Nine countries are considered moderate enforcers and represent about 21 percent of world exports. This group, which includes G8 members France and Japan, is doing some, but still not enough, to deter foreign bribes from taking place.

However, the main concern is that 20 countries are still classified as having little to no enforcement. This is the largest of the three groups. The report found this to be the “most disappointing finding,” especially with G8 member Canada falling into this cluster. These countries, which represent 15 percent of world exports, have shown little progress over the past five years, threatening the Convention’s future.

“This is deeply disturbing because companies in these countries will feel little or no constraint about foreign bribery, and many are not even aware of the OECD Convention,” the report states. “Governments in these countries have failed to meet the Convention’s commitment for collective action against foreign bribery.”

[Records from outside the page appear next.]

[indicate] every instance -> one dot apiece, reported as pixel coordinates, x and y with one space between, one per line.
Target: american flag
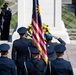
38 35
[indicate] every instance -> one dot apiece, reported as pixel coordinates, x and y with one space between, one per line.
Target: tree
1 2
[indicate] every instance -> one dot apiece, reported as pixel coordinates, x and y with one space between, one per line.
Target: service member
36 66
20 50
7 66
60 66
50 45
5 18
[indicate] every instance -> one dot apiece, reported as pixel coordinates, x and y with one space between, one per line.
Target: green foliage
1 2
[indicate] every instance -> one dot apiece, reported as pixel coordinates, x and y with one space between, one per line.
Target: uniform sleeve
61 41
70 70
13 69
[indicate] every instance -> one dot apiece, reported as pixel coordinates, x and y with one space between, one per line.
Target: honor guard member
7 65
6 6
5 27
59 66
20 50
50 45
36 66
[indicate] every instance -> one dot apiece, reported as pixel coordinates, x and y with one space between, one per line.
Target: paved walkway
70 53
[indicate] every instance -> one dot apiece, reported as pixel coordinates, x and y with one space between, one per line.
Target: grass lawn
69 19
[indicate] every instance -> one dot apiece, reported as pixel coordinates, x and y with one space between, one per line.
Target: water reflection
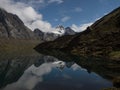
48 73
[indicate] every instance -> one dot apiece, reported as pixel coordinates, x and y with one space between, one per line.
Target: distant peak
60 27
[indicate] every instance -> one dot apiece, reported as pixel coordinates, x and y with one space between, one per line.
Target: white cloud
80 28
66 18
27 14
78 9
57 1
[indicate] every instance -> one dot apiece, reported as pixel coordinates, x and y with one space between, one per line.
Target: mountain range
12 27
102 39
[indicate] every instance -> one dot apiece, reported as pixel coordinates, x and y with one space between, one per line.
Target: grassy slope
100 39
17 47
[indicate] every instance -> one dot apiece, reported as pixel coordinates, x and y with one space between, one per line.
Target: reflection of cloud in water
77 67
34 75
66 76
31 77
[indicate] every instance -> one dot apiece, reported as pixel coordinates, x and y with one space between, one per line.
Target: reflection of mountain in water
108 69
32 69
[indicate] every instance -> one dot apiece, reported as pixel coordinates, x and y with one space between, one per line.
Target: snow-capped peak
59 30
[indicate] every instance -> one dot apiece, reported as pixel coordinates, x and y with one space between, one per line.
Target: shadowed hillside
100 39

Like similar agreements, the Anti-Bribery Convention’s effectiveness heavily depends on the ability of all parties to pull their weight. The efforts of the seven countries who are successfully curtailing foreign bribery (or at least more so than the others) can only accomplish so much if bribery can still go on unhampered in more than 20 countries. The current economic situation is not helping either. “The risk of backsliding is particularly acute during a time of recession, when competition for limited orders is intense,” reports TI.

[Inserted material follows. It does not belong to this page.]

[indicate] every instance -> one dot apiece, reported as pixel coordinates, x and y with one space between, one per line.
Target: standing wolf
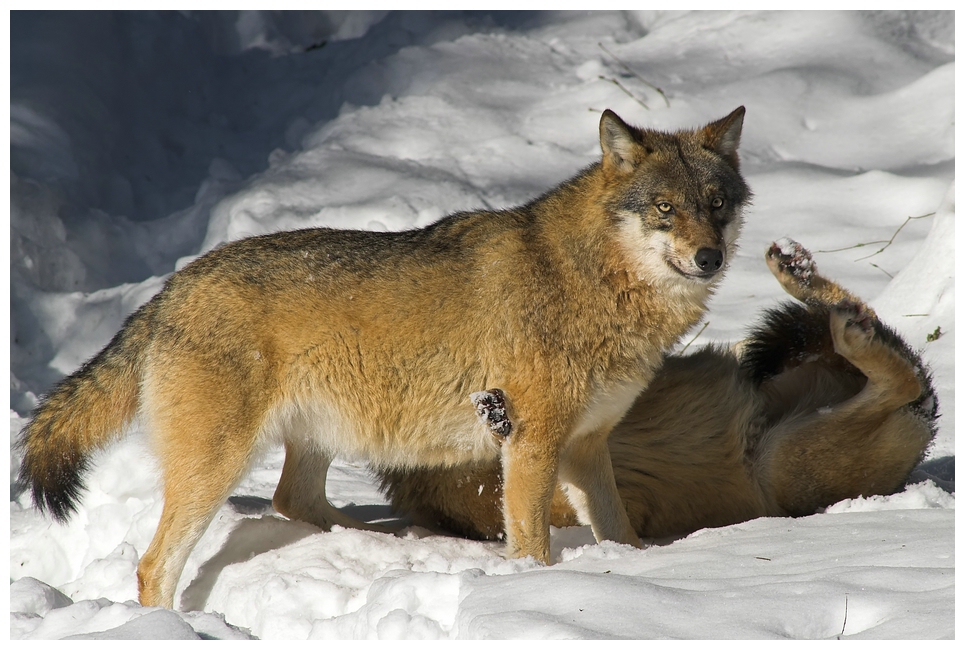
370 345
822 402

The progress report came to a rather bleak conclusion. The lackluster progress by most members is putting the success of the entire Convention in jeopardy. Only 7 of the 38 parties are actively enforcing deterrent measures, which is far from the goals set forth by the Convention. The current situation is “unstable,” and the Convention risks losing the momentum it does have “unless enforcement is sharply increased.”

TI identified political will, or lack thereof, as the primary factor threatening the Convention’s continued success. Practices that cause this, such as failure to provide funding or political obstruction of investigations, must be “forcefully confronted,” and soon.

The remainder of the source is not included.